Doch von woher stammt das ganze Wasser, das sich da durch die gut zehn Kilometer lange Düsterdieker Aa zwängt ? „Das meiste kommt aus den versiegelten Flächen des Ortskerns“, erklärt der Seester Landwirt. „Alles Regenwasser, was auf die Parkplätze vor den großen Einkaufsmärkten fällt, aus den Siedlungen, aber auch über die Regenrückhaltebecken – das alles fließt in die Düsterdieker Aa.“

Und mit jedem neuen Baugebiet schreite die Versiegelung weiter voran. Ein zusätzliches Problem: „Das Gefälle unserer Aa liegt im Promillebereich – es dauert also ohnehin lange, bis sie das Wasser weiter zur Mettinger Aa transportiert hat.“ Von dort aus fließt es in die Recker Aa und schließlich in die Ems.

Cyrull friemelt ein Foto aus seiner Jackentasche: Nein, kein Wattenmeer zwischen Ebbe und Flut– auch wenn es so aussieht. Das Bild zeigt „Land unter“ in der Düsterdieker Niederung am vergangenen Weihnachten nach zwei Tagen Dauerregen über Westerkappeln. Der 64-Jährige seufzt.

Die Aufnahme will er beim nächsten Treffen im Rathaus am 12. Februar 2015 den Leuten zeigen, die für die Umsetzung der EU-Wasserrahmenrichtlinie (WRRL) zuständig sind.

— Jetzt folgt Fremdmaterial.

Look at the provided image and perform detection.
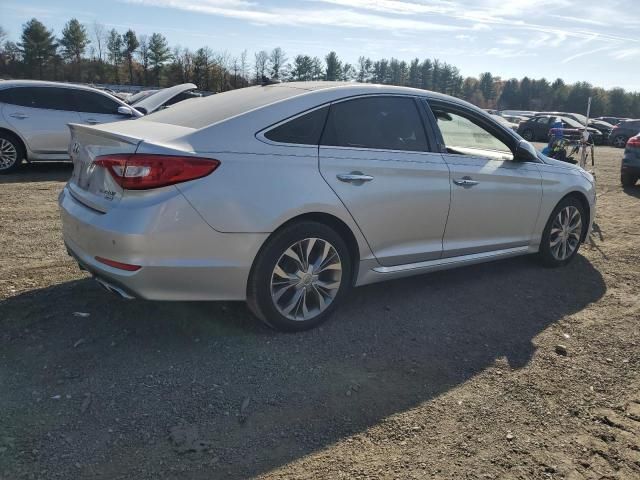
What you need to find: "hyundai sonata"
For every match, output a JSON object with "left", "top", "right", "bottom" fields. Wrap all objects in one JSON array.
[{"left": 59, "top": 82, "right": 595, "bottom": 330}]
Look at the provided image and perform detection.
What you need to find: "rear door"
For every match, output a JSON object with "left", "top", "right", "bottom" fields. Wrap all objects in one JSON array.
[
  {"left": 2, "top": 87, "right": 80, "bottom": 155},
  {"left": 319, "top": 95, "right": 450, "bottom": 266},
  {"left": 430, "top": 102, "right": 542, "bottom": 257},
  {"left": 74, "top": 89, "right": 131, "bottom": 125}
]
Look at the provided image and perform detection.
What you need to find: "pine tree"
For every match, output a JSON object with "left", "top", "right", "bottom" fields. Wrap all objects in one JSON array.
[
  {"left": 149, "top": 33, "right": 171, "bottom": 87},
  {"left": 325, "top": 52, "right": 342, "bottom": 81},
  {"left": 18, "top": 18, "right": 58, "bottom": 78},
  {"left": 59, "top": 18, "right": 90, "bottom": 73},
  {"left": 107, "top": 28, "right": 122, "bottom": 83},
  {"left": 122, "top": 29, "right": 140, "bottom": 85}
]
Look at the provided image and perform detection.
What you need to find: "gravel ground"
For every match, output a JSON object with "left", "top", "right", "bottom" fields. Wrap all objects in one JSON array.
[{"left": 0, "top": 147, "right": 640, "bottom": 480}]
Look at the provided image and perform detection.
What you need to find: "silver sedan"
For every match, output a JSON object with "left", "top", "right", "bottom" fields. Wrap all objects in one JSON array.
[{"left": 59, "top": 82, "right": 595, "bottom": 330}]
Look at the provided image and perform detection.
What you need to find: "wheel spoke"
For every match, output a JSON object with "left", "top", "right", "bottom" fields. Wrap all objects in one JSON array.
[
  {"left": 304, "top": 238, "right": 316, "bottom": 270},
  {"left": 282, "top": 288, "right": 304, "bottom": 317},
  {"left": 271, "top": 237, "right": 342, "bottom": 321},
  {"left": 273, "top": 284, "right": 293, "bottom": 302},
  {"left": 284, "top": 245, "right": 305, "bottom": 270}
]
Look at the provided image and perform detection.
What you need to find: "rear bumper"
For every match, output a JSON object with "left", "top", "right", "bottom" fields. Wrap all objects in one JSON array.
[
  {"left": 59, "top": 187, "right": 268, "bottom": 301},
  {"left": 620, "top": 160, "right": 640, "bottom": 177}
]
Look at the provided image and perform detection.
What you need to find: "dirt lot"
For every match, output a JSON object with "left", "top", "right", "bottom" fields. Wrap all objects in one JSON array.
[{"left": 0, "top": 147, "right": 640, "bottom": 480}]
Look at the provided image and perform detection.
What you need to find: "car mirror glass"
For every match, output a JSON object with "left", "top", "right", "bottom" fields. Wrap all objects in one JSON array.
[
  {"left": 514, "top": 140, "right": 538, "bottom": 162},
  {"left": 118, "top": 105, "right": 133, "bottom": 117}
]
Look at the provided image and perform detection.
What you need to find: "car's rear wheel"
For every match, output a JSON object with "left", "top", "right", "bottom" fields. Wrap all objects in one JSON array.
[
  {"left": 611, "top": 135, "right": 627, "bottom": 148},
  {"left": 539, "top": 196, "right": 588, "bottom": 267},
  {"left": 620, "top": 173, "right": 638, "bottom": 187},
  {"left": 247, "top": 221, "right": 353, "bottom": 331},
  {"left": 522, "top": 128, "right": 534, "bottom": 142},
  {"left": 0, "top": 132, "right": 24, "bottom": 175}
]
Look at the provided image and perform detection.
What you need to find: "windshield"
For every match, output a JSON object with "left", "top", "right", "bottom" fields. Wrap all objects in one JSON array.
[
  {"left": 127, "top": 90, "right": 157, "bottom": 105},
  {"left": 562, "top": 117, "right": 584, "bottom": 128}
]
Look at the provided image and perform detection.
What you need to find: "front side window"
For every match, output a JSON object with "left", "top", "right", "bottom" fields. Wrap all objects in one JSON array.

Darin wird unter anderem eine naturnahe Bewirtschaftung der Düsterdieker Aa angestrebt: Die Böschung des ohnehin schon träge fließenden Gewässers nur noch einmal im Jahr mähen ? „Da haben wir erhebliche Bedenken“, sagt Heinz Cyrull.

Er und seine Mitstreiter wollen den Planern stattdessen etwas anderes vorschlagen: Sie finden es sinnvoller, den Uferbereich der Düsterdieker Aa an einigen Stellen zu großflächigen Auen aufzuweiten, in denen sich das Wasser ungehemmt ausbreiten und die Natur ungestört entwickeln kann.

Ein letzter Blick über seinen Graben, dann kraxelt Heinz Cyrull den sanften Hang an der Seite des Gewässers wieder hinauf. „Mit der Umsetzung der WRRL sind wir weiter auf dem Weg“, sinniert er. Es dürften also wohl wieder einige wortreiche Diskussionen anstehen – hier, an der Böschung seines Lieblingsplatzes.